Now that it is clear that the CEO of the Kenya Airports Authority is indeed retiring, a newly-assertive board of directors under the leadership of a new chairman, is looking reportedly at a range of issues beyond the succession, which itself has come under scrutiny and led to the board canceling the outgoing CEO’s advert only to place their own within days afterwards.
That done, and notice being served to the outgoing CEO that he had overstepped his bounds, the board has now, according to sources in Nairobi, turned their attention to other deals done and signed during the soon former CEO’s reign, which will come to a final end on or about April 3.
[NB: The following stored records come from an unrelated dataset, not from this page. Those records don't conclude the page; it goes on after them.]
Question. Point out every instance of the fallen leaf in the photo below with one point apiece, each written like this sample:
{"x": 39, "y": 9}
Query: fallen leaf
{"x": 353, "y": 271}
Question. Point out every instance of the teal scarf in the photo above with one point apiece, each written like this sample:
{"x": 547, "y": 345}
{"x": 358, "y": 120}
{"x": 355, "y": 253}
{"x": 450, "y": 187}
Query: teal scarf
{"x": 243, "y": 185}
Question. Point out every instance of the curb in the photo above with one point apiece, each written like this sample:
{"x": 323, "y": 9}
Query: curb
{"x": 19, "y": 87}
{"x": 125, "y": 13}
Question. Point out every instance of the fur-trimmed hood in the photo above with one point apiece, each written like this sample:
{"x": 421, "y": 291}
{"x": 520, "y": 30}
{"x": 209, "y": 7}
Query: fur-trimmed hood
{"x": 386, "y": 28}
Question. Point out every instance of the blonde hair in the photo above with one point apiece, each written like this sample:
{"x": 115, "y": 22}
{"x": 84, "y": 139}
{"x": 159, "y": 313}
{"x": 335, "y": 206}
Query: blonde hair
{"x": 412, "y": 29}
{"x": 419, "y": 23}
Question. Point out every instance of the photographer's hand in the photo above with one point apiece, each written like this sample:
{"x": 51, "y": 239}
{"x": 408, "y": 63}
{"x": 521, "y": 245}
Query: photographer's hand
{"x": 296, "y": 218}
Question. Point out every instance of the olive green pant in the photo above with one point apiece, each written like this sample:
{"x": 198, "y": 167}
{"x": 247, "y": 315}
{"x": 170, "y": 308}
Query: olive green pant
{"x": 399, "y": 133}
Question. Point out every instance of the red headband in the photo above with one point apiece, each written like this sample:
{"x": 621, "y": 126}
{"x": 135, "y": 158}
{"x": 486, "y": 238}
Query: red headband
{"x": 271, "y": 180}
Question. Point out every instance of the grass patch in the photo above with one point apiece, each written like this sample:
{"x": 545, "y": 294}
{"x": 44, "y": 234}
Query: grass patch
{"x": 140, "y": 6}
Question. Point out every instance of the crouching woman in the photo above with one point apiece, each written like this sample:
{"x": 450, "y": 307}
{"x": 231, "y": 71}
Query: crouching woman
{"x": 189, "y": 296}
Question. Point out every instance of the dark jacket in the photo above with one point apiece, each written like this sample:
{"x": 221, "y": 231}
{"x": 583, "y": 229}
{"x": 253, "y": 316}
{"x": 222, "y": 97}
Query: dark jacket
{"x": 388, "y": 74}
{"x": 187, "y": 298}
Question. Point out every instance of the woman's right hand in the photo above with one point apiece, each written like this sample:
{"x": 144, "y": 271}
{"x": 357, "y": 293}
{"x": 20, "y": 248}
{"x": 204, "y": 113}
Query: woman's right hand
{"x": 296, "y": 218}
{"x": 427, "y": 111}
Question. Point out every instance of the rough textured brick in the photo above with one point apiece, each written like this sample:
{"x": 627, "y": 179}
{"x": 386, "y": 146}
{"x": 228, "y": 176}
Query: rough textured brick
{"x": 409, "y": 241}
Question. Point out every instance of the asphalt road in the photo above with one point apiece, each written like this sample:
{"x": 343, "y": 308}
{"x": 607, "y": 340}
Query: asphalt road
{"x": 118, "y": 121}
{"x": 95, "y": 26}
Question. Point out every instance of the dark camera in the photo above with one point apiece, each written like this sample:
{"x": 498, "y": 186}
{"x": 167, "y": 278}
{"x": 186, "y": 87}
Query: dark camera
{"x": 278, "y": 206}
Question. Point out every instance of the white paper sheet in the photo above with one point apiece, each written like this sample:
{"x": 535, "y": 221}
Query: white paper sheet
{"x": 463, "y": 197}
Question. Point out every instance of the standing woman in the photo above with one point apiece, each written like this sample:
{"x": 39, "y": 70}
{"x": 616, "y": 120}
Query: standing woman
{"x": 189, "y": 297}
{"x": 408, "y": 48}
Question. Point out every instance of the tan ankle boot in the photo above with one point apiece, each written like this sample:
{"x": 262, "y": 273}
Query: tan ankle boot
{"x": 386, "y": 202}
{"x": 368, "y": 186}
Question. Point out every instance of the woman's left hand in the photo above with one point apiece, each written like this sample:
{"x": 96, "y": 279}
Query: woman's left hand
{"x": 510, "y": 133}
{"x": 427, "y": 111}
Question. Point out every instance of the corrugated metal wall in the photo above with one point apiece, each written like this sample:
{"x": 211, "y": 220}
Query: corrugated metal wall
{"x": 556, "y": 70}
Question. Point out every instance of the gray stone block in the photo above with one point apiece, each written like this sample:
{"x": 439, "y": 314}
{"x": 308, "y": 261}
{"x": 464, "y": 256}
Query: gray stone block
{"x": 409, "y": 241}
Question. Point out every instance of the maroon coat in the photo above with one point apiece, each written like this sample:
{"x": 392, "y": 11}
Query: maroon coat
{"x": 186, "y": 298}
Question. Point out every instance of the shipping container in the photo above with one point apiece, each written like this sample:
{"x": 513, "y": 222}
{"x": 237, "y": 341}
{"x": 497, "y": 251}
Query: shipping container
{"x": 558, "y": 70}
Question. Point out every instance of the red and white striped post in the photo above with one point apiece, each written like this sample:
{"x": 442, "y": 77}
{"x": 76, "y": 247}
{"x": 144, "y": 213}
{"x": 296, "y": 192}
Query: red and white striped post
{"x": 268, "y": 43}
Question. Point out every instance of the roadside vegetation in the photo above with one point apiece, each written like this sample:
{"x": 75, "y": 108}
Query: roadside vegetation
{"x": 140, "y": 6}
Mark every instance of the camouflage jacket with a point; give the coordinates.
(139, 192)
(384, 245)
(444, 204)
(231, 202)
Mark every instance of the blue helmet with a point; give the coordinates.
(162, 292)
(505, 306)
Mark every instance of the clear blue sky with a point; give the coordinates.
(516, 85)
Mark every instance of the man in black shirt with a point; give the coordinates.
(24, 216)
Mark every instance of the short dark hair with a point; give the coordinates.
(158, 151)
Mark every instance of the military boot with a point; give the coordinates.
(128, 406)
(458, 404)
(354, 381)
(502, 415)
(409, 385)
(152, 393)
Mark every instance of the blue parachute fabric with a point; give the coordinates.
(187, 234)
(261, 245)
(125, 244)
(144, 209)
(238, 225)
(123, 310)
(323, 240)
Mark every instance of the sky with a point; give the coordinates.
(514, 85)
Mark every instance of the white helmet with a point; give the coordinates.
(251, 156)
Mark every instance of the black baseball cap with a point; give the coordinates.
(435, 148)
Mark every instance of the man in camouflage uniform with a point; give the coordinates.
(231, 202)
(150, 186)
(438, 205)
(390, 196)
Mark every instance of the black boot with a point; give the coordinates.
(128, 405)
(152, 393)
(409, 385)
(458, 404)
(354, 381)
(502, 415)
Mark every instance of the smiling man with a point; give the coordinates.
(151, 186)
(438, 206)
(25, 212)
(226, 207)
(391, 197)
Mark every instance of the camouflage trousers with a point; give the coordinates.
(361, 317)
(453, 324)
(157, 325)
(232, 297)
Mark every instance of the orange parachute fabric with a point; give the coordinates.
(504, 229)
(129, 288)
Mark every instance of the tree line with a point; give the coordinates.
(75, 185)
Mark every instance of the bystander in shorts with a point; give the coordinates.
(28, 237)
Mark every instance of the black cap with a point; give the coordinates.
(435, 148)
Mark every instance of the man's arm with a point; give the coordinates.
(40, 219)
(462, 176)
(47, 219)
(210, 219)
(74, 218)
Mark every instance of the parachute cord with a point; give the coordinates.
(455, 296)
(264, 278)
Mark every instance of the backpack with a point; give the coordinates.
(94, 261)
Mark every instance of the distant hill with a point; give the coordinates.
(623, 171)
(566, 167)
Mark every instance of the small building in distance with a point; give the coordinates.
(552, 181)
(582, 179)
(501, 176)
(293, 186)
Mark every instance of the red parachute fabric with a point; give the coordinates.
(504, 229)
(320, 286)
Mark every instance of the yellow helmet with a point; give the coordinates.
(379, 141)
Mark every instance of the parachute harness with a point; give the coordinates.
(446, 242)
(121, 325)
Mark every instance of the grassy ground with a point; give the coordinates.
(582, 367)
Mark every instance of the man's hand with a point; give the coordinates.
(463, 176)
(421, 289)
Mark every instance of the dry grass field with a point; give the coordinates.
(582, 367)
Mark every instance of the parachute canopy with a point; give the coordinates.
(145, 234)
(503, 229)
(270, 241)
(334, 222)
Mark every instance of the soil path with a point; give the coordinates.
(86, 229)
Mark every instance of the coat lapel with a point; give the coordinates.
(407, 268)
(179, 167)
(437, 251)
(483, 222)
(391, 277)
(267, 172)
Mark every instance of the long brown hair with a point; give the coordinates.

The latest victim to this board investigation is the planned ground breaking for a new hotel and convention center, which was due to be built on land given by the Kenya Airports Authority, and which at the time had raised many questions in public over the apparent give away of 90 acres of public land, and prime value land for that matter, adjoining to the international airport on an 80-year lease. The ground-breaking ceremony, which according to some reports from Nairobi, was set for March 24, has been postponed to allow the board to delve into the contractual details and obligations of the investment group, which according to the outgoing CEO at the time, George Muhoho, was to take three years from signing to finishing, something which now appears impossible to achieve.
The entire deal smacked of a quid pro quo, as during a state visit to Qatar only a month prior to the hurried signing of this deal, major loan agreements were signed between Kenya and Qatar for the financing of a new seaport in Lamu – itself a much criticized project, which has attracted massive opposition – and other bilateral aid packages.